Friday, February 03, 2023

Organize it or trash it? Taming My Download Directory Mess

Every so often my S22's Downloads folder becomes a tangled thicket of files. When I looked yesterday, it had over a hundred files and it was impossible to know if any were worth keeping.

Rather than sort this mess out, I prefer an easier route: push the files to an Amazon S3 bucket where the mess can live safely out view. Amazon's pricing makes it so that I can store a gig of questionable files for .4 cents(!) a month. At that price, it's much easier to sweep the files under the rug, knowing I can get back to them if needed, then to spend any real time doing cleanup.

Using FolderSync, this process happens in a reliable and automated way. Here's how.

First off, I defined a Amazon S3 account in FolderSync. I then created a new FolderPair with these properties:

The most useful settings are:

  • Sync type: Remote. This is a one way push from my phone into Amazon S3.
  • Sync deletions: (unchecked). It's important to leave this unchecked, as we'll be asking FolderSync to delete the files after they are uploaded.
  • Move files to target folder: (checked). This setting ensures the phone's download directory will be empty after the sync procedure is done.
  • Copy files to a time-stamped folder: (checked). This helps organize our clean up efforts, making a directory in S3 for each time we perform the sync process.

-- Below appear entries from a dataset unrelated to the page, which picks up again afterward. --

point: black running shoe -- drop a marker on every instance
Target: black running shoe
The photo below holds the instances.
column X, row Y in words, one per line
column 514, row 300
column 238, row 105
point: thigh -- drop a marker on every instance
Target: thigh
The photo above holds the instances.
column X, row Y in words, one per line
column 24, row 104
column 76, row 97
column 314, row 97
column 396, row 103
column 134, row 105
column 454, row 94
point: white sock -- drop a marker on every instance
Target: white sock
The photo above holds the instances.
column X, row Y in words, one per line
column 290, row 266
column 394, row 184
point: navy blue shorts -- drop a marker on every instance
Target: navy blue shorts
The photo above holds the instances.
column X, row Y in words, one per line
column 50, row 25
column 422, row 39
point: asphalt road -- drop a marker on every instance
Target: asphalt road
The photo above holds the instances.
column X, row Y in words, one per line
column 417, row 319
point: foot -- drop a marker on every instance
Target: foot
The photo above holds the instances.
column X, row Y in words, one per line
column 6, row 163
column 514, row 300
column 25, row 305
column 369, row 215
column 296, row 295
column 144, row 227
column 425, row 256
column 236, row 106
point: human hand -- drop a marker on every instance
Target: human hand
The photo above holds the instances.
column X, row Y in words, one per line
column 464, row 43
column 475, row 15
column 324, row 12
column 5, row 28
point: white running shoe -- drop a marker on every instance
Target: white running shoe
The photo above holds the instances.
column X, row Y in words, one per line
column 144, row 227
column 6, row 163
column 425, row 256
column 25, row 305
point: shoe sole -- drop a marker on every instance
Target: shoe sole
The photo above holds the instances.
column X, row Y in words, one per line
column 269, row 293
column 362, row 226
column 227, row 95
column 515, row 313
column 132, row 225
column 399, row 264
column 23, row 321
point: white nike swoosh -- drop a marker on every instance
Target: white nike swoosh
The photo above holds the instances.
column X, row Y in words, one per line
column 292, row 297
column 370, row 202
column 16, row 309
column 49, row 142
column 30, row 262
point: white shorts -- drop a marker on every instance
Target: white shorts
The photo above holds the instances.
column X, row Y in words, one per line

Once set up, I can click the 'Sync' button and have FolderSync work its magic. When my last cleanup effort finished, here were the results:

On the S3 side of things, I can access the files by browsing a date of interest:

One helpful feature of S3 is the ability to set up life-cycle policies. I'm using this, for example, to tell Amazon that the items in this archive bucket aren't going to be accessed frequently. Amazon will then store my files at a much cheaper rate.

I could use this facility to delete these files after an extended period, say, 1 year. While that's tempting, I'm interested to see what I make of my Downloads directory in say, another decade. Will I find some hidden gem in there that at the time seemed like junk, but is now invaluable? Time will tell.

If only IRL de-cluttering could be this easy!